Frank Thiem hält große Stücke auf ihn: "Er ist eloquent, ruhig und hat viel Geschäftssinn." Stephan Oberkönig über Wilk: "Thomas hat einen sehr großen Vorteil: er würde das Amt völlig unvoreingenommen antreten."

Oberkönnig kennt die Sportszene aus dem Effeff
Oberkönig dagegen kennt die Waltroper Sportszene aus dem Effeff. Der 46-jährige gebürtige Waltroper ist seit eh und je mit dem hiesigen Fußball verbunden. "Mein erstes Training als E-Junior bei den Teutonen wurde auf Super-Acht-Film aufgenommen", erinnert sich Oberkönig grinsend.
Bis auf zwei Jahre beim SV Horneburg kickte er entweder beim VfB Waltrop oder bei den Teutonen.
Warum es den Familienvater, der sowohl Veranstaltungen beim VfB als auch bei den Teutonen kommentierte, nun zu den Teutonen verschlägt? "Ich bin hier gelandet, weil ich dem Verein das zurückgeben möchte, was er meinen Söhnen gibt", so der 46-Jährige.
Die 15-jährigen Zwillinge Florian und Tobias leben mit einem Handicap. "Und die beiden werden hier so toll aufgenommen. Hier wird nicht über sie, sondern mit ihnen gelacht", sagt Oberkönig. Es tue ihm gut, dass seine Söhne nicht in einem Behindertensportverein Sport treiben, sondern in einem Fußballklub. "Tobi darf in der BII-Mannschaft spielen, im Frühjahr auch mit nach Spanien fahren", freut sich der Papa.
Das Thema Inklusion soll weiterhin eine zentrale Rolle bei den Teutonen spielen. Die Einbeziehung von Menschen mit Behinderung in den Alltag dieses Sportvereins stand bereits unter Frank Thiem im Fokus.
Die intensive Zusammenarbeit mit der Lebenshilfe sei ebenso fest geplant, so Oberkönig.

Generationen sollen zusammenhalten
Das zweite Anliegen des neuen Vorstandes: "Wir wollen einen Verein, in dem Generationen zusammenhalten. A-Junioren sollen in die Senioren wechseln, der Vater eines Minikickers bei den Altherren zocken. Die Zeit der Wandervögel ist vorbei, bei uns soll es die dritte Halbzeit geben und die Jungs sollen Spaß am Fußball haben", so Oberkönig.

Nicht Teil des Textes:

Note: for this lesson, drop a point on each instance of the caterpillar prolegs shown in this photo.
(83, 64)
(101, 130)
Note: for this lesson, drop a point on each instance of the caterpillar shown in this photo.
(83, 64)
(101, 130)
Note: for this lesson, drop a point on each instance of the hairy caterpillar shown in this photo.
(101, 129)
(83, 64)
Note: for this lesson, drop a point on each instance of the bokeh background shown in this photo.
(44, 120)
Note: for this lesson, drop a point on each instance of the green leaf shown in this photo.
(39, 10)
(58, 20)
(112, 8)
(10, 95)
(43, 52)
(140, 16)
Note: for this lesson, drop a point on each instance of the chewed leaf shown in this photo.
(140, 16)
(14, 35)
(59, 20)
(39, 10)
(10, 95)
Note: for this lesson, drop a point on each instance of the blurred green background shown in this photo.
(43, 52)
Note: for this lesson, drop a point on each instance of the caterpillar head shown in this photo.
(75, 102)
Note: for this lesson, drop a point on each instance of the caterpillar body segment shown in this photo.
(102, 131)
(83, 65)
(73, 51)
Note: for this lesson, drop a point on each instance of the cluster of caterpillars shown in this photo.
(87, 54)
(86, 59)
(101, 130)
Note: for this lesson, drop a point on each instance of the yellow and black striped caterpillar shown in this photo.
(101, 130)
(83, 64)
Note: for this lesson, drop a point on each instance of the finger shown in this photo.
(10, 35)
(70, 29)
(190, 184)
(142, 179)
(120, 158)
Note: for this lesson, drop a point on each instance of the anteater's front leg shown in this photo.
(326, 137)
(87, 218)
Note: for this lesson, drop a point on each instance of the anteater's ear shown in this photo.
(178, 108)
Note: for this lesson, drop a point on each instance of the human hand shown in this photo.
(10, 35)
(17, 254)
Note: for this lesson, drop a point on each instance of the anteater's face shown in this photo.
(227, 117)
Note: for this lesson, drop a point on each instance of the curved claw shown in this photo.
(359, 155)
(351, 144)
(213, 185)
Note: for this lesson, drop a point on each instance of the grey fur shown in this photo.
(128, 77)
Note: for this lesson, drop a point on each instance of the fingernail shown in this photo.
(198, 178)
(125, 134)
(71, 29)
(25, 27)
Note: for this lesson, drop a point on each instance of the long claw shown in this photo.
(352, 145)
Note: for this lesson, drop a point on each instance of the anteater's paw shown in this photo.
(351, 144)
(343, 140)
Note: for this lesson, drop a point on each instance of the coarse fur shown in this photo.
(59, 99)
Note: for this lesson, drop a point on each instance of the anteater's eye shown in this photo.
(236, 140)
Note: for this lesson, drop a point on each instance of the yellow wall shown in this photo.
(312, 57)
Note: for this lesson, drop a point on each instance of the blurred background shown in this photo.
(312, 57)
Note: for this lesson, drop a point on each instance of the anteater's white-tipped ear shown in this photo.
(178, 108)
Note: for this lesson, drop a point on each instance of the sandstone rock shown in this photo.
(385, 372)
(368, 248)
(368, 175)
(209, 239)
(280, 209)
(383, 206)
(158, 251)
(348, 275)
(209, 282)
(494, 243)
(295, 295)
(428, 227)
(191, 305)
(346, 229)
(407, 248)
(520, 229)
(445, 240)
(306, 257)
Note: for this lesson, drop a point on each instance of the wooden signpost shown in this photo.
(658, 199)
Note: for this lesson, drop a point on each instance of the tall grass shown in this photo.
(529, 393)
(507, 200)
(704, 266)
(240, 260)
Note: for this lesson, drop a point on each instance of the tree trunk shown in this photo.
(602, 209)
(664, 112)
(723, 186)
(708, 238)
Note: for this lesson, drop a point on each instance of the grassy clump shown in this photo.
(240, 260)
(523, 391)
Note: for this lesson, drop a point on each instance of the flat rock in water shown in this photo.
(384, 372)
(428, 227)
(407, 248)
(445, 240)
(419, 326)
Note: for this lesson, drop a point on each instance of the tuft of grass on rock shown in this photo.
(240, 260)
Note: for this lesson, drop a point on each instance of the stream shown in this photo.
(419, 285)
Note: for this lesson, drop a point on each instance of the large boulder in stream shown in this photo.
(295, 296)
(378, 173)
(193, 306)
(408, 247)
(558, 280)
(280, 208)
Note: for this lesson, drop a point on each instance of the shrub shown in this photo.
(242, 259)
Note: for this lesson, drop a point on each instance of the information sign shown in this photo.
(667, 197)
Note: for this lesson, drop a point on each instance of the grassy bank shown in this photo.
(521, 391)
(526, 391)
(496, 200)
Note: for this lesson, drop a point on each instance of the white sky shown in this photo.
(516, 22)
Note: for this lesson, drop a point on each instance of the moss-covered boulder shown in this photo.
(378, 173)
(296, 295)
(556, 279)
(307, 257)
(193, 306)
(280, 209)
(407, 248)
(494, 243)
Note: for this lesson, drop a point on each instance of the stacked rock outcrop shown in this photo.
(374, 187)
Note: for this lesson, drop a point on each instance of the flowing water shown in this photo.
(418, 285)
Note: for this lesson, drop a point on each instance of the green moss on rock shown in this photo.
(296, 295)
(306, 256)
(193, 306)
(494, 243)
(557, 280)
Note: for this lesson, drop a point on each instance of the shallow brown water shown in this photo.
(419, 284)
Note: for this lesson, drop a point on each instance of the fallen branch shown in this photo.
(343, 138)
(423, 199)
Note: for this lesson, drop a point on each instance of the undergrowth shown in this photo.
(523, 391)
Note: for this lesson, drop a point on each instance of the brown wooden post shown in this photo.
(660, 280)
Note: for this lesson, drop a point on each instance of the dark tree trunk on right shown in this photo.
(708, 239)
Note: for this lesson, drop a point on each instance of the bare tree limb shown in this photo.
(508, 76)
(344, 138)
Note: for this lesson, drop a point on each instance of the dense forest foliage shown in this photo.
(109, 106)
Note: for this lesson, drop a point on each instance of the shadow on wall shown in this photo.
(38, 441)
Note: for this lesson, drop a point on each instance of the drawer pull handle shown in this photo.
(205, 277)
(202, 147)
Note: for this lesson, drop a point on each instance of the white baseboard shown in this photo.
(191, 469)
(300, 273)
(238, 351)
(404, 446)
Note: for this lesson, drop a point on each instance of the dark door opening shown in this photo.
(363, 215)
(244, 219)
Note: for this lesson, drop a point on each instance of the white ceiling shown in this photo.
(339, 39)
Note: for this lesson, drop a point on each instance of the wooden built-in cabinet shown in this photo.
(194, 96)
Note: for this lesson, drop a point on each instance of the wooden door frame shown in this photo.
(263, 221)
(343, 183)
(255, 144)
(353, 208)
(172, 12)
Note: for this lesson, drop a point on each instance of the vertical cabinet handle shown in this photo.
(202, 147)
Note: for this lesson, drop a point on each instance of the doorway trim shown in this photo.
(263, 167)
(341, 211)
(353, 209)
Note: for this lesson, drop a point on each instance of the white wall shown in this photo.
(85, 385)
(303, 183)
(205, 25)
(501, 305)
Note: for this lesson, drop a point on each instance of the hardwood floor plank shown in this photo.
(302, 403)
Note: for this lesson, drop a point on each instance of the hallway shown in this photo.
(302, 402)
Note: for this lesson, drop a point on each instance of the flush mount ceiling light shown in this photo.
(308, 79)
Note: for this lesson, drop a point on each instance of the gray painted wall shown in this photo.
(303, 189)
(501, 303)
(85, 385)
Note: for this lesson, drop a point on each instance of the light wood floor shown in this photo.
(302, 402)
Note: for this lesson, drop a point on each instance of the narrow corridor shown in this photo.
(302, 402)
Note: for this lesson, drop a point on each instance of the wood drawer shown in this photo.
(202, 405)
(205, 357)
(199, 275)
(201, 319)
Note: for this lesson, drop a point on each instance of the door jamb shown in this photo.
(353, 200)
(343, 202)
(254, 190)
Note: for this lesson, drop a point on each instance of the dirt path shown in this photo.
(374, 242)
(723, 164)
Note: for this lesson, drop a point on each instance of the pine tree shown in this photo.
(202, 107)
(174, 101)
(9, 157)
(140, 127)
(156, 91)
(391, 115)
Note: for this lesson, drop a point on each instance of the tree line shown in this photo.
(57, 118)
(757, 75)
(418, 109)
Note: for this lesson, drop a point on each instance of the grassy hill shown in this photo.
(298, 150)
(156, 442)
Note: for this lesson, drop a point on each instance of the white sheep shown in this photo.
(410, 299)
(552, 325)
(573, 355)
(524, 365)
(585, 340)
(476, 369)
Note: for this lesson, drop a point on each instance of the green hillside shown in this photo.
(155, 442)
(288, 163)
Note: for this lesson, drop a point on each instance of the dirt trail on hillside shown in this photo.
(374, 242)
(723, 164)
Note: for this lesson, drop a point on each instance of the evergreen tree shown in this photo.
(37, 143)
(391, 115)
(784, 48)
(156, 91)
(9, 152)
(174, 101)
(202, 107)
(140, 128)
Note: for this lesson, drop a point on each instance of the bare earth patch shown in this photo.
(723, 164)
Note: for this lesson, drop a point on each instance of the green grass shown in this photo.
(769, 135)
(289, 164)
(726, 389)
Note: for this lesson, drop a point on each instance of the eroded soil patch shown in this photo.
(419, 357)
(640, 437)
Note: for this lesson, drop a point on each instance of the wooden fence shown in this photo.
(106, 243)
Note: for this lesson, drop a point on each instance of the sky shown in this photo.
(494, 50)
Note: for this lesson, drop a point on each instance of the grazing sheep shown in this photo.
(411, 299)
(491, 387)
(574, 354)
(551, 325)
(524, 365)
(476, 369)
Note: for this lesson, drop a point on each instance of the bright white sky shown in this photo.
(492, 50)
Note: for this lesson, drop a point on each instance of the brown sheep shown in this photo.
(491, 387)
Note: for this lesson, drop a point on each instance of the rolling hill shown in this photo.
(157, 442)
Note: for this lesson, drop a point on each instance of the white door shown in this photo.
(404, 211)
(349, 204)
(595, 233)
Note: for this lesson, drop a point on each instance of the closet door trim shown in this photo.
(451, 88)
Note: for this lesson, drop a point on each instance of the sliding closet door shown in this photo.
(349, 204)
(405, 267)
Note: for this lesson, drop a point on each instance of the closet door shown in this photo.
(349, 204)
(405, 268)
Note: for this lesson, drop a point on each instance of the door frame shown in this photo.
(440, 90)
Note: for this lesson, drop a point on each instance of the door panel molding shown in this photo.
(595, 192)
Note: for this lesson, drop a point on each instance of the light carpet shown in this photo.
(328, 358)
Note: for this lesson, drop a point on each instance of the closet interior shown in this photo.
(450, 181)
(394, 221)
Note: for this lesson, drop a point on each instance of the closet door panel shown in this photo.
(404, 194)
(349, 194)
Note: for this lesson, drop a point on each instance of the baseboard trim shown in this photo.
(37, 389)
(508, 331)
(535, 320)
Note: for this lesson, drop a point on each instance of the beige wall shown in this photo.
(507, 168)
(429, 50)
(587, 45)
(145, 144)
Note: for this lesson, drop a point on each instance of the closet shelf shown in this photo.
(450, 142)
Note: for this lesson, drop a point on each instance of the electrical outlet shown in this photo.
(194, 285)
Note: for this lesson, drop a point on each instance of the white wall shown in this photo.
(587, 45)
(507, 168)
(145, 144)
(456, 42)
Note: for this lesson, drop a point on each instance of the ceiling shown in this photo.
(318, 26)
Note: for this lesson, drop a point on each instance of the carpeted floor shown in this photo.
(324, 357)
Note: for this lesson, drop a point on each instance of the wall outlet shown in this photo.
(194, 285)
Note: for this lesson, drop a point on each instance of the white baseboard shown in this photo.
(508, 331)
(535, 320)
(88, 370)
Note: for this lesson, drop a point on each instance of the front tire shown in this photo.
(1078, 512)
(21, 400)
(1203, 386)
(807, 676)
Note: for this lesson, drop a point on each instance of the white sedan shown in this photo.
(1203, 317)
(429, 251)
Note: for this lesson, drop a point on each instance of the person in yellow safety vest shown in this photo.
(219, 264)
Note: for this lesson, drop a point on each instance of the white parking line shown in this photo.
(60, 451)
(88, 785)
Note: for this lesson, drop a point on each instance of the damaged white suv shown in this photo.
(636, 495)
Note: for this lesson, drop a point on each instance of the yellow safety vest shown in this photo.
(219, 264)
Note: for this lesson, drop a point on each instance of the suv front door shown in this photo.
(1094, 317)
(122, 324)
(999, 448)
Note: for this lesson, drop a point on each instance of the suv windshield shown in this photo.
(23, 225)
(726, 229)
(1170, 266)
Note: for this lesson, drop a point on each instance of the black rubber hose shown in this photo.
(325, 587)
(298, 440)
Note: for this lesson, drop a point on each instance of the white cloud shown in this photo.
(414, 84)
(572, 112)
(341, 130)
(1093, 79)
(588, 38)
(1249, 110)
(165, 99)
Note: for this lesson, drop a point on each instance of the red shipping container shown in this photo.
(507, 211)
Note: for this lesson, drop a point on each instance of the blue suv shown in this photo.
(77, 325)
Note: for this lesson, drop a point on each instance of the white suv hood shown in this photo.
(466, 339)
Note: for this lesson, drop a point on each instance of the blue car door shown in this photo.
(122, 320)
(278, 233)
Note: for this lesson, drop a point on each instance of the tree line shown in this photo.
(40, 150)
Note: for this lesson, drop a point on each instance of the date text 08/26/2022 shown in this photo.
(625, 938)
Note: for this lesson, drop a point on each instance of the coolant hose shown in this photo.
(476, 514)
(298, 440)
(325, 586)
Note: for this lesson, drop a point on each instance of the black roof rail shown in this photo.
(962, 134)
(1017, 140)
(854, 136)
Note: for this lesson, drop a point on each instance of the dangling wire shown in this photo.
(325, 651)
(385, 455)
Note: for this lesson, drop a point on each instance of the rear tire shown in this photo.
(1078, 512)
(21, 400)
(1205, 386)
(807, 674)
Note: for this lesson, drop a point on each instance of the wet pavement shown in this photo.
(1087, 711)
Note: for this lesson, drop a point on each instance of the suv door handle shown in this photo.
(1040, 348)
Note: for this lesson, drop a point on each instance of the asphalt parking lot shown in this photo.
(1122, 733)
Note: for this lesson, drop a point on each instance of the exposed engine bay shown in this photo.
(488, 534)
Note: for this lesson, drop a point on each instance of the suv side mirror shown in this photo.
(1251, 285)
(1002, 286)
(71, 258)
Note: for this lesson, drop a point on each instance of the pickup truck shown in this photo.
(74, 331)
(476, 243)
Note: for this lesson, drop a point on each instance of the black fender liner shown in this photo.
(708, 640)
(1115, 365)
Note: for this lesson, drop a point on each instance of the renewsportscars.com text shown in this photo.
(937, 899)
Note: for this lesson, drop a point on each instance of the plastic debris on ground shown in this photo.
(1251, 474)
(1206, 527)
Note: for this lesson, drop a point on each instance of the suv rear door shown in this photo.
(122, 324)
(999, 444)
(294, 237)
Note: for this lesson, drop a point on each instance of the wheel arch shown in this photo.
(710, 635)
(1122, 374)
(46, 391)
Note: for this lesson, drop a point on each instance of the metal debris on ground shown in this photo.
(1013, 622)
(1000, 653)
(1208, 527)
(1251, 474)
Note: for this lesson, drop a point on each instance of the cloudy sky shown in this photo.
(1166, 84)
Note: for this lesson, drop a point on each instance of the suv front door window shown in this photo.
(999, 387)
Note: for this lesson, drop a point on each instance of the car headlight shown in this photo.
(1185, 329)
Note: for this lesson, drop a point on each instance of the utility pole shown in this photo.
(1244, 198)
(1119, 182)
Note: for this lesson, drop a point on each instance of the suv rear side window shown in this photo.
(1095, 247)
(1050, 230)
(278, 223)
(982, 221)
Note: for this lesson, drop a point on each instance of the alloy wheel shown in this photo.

Und der Waltroper, der als Regional-Bereichsleiter bei einem Automatenhersteller für das Ruhrgebiet zuständig ist, sieht noch weitere Vorteile des SpoNo-Klubs: "Die Altherrenabteilung ist toll. Im Seniorenbereich sind wir mit drei Mannschaften gut aufgestellt und im Jugendbereich wollen wir Breitensport treiben. Wir haben eine der schönsten Anlagen im Kreis."
Das Ziel des neuen Vorstandes sei, dass alle Teutonen näher zusammenrücken. "So werden zum Beispiel der Jugend- und Seniorenbereich weiterhin geschäftlich getrennt operieren. Aber ganz gleich ob Minis oder Altherr: Hier gibt es nur ein Wir", so Oberkönig.